Battezzò i bambini Pierpiero e Silpiero, sia in accordo alla metafora strisciante di questo romanzo ove tutti i personaggio si chiamano quasi allo stesso modo per simboleggiare la circolarità del tempo e il ripetersi eterno degli stessi errori nell'esperienza umana, sia perché proprio non era capace di inventarsi nomi decenti da cristiano.

Gli anni trascorsero, nella tranquilla Macondo Due, tra l'apprensione dell'oziosità e l'avvicendarsi implacabile delle stagioni. Per il decimo compleanno dei nipoti, Silsilvio decise di regalar loro un clavicembalo. Tuttavia, nessun Buendía sapeva suonarlo, anche se in gioventù il patriarca aveva cantato su note navi da crociera quali il Titanic, l'Andrea Doria e l'Achille Lauro, prima che lo facessero smettere con incomprensibili accuse di essere un portasfiga. Per questo motivo, il patriarca assunse e portò a casa lo strimpellatore che era in offerta 2x1 insieme allo strumento, un tale Apicellas, mezzo indio e mezzo napoletano.

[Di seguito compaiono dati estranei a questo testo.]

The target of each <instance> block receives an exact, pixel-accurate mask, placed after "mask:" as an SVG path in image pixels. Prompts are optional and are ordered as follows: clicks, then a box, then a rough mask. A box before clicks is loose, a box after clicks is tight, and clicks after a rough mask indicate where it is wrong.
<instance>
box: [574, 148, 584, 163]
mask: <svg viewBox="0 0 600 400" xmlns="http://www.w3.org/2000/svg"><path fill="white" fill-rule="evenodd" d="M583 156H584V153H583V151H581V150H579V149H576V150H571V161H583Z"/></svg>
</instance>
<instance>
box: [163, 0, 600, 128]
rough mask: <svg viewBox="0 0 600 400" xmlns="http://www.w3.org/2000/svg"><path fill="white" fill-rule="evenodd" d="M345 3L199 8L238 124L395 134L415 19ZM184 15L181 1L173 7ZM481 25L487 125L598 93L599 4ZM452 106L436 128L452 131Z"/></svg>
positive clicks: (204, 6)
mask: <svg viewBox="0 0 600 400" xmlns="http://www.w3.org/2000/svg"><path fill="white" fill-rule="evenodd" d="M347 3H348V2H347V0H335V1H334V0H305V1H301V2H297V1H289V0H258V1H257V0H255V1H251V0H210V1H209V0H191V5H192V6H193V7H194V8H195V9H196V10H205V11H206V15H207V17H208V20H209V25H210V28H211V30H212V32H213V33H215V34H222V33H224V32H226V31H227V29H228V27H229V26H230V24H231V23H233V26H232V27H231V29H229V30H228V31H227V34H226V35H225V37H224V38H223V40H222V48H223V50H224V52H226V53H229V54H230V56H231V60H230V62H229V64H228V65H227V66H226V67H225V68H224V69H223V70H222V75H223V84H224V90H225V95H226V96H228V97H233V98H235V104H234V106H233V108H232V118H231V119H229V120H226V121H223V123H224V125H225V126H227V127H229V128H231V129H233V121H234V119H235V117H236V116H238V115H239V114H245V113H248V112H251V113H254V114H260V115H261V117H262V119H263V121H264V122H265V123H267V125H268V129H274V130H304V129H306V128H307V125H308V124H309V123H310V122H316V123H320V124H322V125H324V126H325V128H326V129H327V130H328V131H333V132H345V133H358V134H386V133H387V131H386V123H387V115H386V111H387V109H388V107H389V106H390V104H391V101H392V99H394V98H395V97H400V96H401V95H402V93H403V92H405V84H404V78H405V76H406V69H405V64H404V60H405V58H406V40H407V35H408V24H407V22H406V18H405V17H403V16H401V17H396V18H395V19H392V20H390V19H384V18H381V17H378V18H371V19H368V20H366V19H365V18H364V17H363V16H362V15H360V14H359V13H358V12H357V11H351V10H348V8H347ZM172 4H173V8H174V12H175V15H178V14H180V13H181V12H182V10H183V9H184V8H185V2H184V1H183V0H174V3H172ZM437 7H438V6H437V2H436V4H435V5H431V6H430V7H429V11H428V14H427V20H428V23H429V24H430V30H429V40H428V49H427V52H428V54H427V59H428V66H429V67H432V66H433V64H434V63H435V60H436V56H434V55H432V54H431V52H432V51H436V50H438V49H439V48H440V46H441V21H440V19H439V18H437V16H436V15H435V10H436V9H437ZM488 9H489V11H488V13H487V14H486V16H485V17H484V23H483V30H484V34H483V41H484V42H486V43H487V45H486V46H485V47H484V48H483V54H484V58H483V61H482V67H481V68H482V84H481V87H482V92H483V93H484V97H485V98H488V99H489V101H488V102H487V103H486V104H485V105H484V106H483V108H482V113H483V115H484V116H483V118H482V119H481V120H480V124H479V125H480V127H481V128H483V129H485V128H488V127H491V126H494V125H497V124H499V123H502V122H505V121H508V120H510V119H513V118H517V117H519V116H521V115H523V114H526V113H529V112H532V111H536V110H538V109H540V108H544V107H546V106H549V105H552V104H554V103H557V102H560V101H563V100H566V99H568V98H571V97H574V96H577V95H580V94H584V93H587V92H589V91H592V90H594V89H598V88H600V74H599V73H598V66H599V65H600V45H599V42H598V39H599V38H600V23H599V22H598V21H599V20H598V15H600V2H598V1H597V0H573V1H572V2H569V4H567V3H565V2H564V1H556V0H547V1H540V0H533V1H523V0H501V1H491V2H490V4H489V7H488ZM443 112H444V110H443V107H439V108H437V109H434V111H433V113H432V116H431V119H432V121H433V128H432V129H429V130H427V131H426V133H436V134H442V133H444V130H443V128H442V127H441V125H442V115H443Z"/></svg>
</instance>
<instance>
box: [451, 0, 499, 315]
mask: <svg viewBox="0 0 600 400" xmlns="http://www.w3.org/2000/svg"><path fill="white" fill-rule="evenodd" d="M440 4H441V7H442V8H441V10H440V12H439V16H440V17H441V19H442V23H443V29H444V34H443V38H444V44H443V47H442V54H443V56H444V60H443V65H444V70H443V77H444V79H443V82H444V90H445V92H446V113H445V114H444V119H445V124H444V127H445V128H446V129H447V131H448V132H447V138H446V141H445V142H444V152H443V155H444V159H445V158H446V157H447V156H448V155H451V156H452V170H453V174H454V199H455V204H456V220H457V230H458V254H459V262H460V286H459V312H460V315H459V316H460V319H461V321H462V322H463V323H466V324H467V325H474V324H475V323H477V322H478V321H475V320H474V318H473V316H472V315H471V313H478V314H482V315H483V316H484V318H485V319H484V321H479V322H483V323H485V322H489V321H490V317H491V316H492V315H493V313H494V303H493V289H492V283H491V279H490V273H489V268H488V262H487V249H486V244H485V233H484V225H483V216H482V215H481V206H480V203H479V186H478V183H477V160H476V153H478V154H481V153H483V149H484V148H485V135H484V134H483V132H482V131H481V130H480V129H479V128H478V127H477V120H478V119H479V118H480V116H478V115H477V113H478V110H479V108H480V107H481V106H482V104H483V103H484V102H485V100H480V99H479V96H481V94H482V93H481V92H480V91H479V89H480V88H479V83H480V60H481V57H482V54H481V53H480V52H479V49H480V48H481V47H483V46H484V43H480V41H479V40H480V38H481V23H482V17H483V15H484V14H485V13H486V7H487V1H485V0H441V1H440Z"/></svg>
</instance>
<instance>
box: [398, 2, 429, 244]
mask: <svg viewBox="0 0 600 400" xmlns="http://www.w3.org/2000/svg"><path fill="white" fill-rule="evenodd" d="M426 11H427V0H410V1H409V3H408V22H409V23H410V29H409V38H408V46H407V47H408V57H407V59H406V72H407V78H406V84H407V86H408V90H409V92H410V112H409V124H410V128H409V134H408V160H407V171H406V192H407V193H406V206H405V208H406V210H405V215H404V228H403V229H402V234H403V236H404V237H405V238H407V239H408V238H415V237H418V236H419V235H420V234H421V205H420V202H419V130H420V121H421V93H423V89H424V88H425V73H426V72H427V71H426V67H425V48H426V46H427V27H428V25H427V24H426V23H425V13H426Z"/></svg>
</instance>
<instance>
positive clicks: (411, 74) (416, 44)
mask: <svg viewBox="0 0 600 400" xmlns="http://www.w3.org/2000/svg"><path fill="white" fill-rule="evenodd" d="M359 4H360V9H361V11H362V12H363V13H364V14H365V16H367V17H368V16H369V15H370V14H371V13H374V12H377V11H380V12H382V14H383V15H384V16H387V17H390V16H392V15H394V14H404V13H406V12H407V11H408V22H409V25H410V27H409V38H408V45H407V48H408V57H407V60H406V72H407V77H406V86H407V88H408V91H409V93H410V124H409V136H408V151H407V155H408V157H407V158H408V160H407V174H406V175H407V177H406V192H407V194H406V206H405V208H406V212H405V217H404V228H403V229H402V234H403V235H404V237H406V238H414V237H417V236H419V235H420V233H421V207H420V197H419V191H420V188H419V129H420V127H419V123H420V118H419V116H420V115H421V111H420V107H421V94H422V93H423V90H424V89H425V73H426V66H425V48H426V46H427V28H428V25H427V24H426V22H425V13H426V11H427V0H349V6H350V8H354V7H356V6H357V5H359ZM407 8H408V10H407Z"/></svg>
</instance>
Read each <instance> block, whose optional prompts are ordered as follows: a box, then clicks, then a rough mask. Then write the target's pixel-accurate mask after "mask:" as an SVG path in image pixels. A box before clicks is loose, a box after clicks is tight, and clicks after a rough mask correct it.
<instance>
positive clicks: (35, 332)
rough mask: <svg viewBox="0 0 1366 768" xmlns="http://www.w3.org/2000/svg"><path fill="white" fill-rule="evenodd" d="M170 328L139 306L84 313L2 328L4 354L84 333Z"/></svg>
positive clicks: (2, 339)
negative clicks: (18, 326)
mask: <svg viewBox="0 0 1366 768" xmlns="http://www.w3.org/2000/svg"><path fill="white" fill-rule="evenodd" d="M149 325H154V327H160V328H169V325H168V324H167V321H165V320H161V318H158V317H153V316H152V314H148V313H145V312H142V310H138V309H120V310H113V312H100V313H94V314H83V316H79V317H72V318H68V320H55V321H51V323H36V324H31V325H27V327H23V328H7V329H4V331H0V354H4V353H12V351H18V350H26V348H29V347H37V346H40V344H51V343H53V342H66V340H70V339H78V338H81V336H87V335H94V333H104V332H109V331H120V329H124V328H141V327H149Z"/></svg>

Anche costui aveva poteri magici (ricordiamo che persino il più sfigato dei personaggi di questo romanzo è come minimo telecinetico, però se dite in giro che si può vincere un Nobel scrivendo fantascienza vi guardano tutti come se foste deficienti): difatti appena installato in casa Buendía riuscì, pur essendo dotato per la musica quanto un'iguana gobbuta del Paranà, a diventare un artista internazionale disputato da ogni trasmissione radiofonica o televisiva che si occupasse anche solo lontanamente di canzoni.

Pierpiero e Silpiero trascorsero gli anni dell'adolescenza accompagnati giorno e notte dalle melodie strappacore di Apicellas. Un concerto continuo, che s'interruppe solo il giorno in cui i due ragazzi, giunti ormai alla maggiore età, infilarono il clavicembalo su per l'orifizio anale del maestro e scapparono di casa per dedicarsi a un'onesta carriera da serial killer.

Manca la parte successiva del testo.